For the purpose of dinner-party chatter, we’ve condensed the country’s preposterously complex history to a few bullet points:
- Action in and around North Macedonia dates back to antiquity. A lot has happened here, and the land has traded hands countless times. It was part of the Persian Empire, then part of the Kingdom of Macedon, then conquered by the Romans, then part of the Byzantine Empire, then raided by Slavic tribes, then ruled by the Ottoman Empire, then won back by the Serbians, then ruled by Bulgaria (this swap happened twice), then incorporated as one of six socialist republics in the Socialist Federal Republic of Yugoslavia. If you think back to high-school history class, you may remember it as the birthplace and nationality of one Alexander the Great.
- In 1991, the SFRY began to fracture, and the Republic of Macedonia declared itself a free country.
- Greece wasn’t too pumped, considering its largest and second most populous region was already called Macedonia, and directly bordered the new country to the south. It felt threatened, and a bit appropriated, as the Republic of Macedonia looked to cash in on their new name with lots of Alexander content. So in 1993, to keep Greece happy, the Republic of Macedonia was admitted to the UN under the name “the former Yugoslav Republic of Macedonia.”
- Fast forward to today. North Macedonia was sick of being a “former,” and wanted placement in the EU and NATO (which Greece had been blocking). The prime ministers of each country signed the monumental Prespa agreement in 2018, got nominated for a Nobel Peace Prize in the process, and this past February, North Macedonia was finally, officially formed. As this map shows pretty well, adding the “North” is a logical compromise. The ancient kingdom did include some portions of the modern-day country, but (as the Greeks pointed out) not enough for North Macedonia to just go by Macedonia.
So. Why should you care about this development, aside from fortifying your trivia night knowledge? Because countries with convoluted histories are a dream come true for travelers! Consider the sheer bang for your cultural buck. Head to North Macedonia’s capital, Skopje, to neighborhoods like Debar Maalo or The Old Bazaar, and you’ll find fortresses from the sixth century, 900-year-old blocks with mosques and churches left over from the Ottoman and Byzantine empires, and mansions built after the Serbian annexation in the 1920s.
The country is a contemporary crossroads too, as it’s bordered by Greece, Bulgaria, Serbia, Kosovo and Albania, and just down the Balkan road from current southeastern Europe hot spots Croatia and Montenegro. What it lacks in coastline, it more than accounts for in natural wonders like Lake Ohrid (the fifth deepest in Europe) and mountain ranges Bistra, Jablanica and Šar. Hikers can explore the massifs across three national parks, and the internet’s recently taken notice.

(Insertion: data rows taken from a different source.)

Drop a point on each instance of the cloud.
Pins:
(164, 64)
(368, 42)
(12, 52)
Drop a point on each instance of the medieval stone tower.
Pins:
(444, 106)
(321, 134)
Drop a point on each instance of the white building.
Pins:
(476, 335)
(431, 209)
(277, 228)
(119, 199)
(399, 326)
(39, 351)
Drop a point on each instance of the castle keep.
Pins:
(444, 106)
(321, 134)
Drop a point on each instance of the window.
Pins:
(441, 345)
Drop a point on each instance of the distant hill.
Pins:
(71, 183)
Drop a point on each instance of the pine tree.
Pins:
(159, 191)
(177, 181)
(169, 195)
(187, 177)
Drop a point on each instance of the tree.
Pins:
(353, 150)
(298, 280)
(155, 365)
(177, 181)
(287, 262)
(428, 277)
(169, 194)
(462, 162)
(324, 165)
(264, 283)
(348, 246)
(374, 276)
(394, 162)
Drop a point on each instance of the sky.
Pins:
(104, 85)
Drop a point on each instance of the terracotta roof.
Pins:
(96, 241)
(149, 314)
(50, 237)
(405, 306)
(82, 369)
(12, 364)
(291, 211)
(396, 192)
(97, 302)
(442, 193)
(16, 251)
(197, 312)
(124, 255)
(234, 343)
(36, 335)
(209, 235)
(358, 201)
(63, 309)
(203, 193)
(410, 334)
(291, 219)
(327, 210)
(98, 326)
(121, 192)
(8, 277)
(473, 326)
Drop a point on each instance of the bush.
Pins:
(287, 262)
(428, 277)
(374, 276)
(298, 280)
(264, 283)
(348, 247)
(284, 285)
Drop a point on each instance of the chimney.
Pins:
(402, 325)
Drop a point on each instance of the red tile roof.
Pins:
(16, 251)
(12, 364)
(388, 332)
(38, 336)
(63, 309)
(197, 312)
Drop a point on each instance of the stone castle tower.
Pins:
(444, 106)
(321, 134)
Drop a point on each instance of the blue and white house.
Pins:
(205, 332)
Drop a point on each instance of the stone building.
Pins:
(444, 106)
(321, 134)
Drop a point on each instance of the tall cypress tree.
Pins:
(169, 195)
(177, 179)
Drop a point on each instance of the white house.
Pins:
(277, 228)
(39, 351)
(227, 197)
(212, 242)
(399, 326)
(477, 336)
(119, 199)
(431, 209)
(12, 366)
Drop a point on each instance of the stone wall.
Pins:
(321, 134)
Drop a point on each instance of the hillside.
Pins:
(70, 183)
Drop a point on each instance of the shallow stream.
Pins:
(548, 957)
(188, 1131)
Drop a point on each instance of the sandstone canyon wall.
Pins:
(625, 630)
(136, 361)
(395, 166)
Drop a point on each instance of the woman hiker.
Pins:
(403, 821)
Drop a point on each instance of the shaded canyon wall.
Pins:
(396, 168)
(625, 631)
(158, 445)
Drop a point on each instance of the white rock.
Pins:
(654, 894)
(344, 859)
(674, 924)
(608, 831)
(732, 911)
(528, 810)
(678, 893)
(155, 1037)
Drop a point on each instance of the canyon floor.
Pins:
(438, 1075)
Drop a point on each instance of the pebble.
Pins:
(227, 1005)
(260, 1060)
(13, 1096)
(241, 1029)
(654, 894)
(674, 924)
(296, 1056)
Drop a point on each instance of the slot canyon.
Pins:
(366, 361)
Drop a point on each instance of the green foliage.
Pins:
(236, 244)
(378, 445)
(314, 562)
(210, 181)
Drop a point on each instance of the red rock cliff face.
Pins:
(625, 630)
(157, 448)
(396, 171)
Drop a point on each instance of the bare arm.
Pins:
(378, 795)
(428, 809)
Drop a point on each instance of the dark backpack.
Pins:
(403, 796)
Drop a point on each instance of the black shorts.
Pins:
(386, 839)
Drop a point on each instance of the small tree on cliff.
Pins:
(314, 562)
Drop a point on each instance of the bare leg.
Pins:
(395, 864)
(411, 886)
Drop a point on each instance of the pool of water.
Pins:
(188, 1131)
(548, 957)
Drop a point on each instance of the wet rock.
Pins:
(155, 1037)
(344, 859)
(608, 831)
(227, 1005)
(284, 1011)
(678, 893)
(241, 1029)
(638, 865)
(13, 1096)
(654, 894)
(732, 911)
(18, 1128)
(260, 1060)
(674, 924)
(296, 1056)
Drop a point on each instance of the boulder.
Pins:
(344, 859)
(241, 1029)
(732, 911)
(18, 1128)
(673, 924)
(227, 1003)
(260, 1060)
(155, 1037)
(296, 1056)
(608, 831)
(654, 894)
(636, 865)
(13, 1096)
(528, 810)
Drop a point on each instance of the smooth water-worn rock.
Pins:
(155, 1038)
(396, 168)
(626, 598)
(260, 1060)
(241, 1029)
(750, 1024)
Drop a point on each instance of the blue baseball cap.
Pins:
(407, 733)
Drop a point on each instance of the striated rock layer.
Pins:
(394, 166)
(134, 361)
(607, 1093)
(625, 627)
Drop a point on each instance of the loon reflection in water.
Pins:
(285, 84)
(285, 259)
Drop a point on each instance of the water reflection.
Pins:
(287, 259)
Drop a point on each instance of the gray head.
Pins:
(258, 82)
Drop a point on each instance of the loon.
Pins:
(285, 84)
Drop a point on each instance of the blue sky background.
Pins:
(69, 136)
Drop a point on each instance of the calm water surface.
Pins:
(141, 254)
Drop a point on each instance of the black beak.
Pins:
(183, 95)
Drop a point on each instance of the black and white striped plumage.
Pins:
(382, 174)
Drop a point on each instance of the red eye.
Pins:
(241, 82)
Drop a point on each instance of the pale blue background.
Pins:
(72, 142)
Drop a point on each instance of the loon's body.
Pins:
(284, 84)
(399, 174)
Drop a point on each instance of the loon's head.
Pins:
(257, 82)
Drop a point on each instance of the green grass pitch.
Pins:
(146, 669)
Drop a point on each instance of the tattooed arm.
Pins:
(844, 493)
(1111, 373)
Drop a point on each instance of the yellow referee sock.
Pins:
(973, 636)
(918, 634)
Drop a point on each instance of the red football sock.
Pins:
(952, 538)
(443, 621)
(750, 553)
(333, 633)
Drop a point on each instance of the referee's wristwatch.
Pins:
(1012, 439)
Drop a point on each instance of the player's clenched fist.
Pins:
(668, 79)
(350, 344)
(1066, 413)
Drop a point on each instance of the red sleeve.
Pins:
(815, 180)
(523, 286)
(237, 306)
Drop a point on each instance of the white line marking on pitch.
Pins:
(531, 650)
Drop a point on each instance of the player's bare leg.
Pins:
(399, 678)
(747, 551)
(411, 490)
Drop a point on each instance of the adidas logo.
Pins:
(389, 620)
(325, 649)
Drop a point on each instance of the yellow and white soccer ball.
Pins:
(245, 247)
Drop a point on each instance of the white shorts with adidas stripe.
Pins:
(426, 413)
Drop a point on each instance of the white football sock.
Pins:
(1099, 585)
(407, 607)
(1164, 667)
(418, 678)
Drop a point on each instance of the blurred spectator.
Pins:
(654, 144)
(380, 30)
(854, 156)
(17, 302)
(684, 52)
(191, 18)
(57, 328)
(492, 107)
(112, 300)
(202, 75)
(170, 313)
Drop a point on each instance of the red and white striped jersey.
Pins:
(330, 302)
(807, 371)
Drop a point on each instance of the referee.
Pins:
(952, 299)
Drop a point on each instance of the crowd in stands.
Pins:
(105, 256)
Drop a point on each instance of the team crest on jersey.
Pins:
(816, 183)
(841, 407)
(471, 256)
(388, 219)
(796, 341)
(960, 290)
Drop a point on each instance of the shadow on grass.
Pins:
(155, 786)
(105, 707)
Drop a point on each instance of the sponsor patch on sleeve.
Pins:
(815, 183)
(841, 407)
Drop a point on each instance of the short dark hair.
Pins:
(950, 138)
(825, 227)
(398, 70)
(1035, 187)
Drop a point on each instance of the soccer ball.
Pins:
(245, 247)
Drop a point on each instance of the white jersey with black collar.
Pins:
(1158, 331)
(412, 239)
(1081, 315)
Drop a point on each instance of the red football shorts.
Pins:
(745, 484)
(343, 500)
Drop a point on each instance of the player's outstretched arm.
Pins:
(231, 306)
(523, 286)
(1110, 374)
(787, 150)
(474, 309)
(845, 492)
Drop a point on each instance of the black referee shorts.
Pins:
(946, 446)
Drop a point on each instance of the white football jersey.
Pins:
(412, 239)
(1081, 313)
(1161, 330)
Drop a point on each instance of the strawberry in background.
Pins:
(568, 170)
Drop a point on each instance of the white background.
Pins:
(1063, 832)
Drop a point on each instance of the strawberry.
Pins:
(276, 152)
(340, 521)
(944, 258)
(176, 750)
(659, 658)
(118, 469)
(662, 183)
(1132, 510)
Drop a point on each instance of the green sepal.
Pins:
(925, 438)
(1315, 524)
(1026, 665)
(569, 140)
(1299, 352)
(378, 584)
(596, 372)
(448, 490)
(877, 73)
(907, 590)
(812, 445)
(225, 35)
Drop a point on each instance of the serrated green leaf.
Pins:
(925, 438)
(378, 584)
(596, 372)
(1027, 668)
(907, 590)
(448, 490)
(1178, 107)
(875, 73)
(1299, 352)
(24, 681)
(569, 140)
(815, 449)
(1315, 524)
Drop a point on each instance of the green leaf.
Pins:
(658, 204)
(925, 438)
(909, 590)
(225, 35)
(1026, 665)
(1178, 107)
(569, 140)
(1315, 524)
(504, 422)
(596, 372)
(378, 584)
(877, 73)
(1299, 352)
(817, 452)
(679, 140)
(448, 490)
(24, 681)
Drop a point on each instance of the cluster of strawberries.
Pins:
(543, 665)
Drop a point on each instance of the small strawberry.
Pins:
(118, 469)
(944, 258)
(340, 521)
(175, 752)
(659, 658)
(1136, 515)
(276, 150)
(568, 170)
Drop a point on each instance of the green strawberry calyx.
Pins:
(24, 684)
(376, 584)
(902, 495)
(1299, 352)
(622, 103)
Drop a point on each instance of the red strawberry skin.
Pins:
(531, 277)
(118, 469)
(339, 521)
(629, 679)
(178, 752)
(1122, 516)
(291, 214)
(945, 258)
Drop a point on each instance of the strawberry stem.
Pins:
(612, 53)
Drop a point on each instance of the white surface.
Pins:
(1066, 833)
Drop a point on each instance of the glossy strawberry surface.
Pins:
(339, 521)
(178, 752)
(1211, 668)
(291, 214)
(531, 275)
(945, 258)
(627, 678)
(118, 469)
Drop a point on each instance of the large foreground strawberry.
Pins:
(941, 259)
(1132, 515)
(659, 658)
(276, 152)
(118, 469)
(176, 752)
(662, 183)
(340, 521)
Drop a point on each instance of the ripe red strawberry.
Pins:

North Macedonia already seems excited by the attention. There’s now a tourism board called “Mustseedonia,” which is definitely a step in the right direction. Plus, in an age of seemingly insurmountable schisms, this story of union is an excellent rallying cry. Besides, the country really does look this good.
Our take: get there before the crowds do in the next couple years. Either make it part of your southeastern Europe trip (we know you’ve been planning to see Dubrovnik for ages) or head straight to Skopje. Nonstop flights aren’t available yet from the States, but you can fly round-trip on Austrian Airlines (via a stop in Brussels, Vienna or Zurich) for about $750, if you’re coming from the East Coast. That’s pretty good, and about what you’d expect to pay to get to Scandinavia these days. While there, drink some of North Macedonia’s famous wine (a country the size of New Hampshire has 55,000 acres of vineyards), dance into the wee hours at a nightclub with locals, and sweat it out on a hike the next day.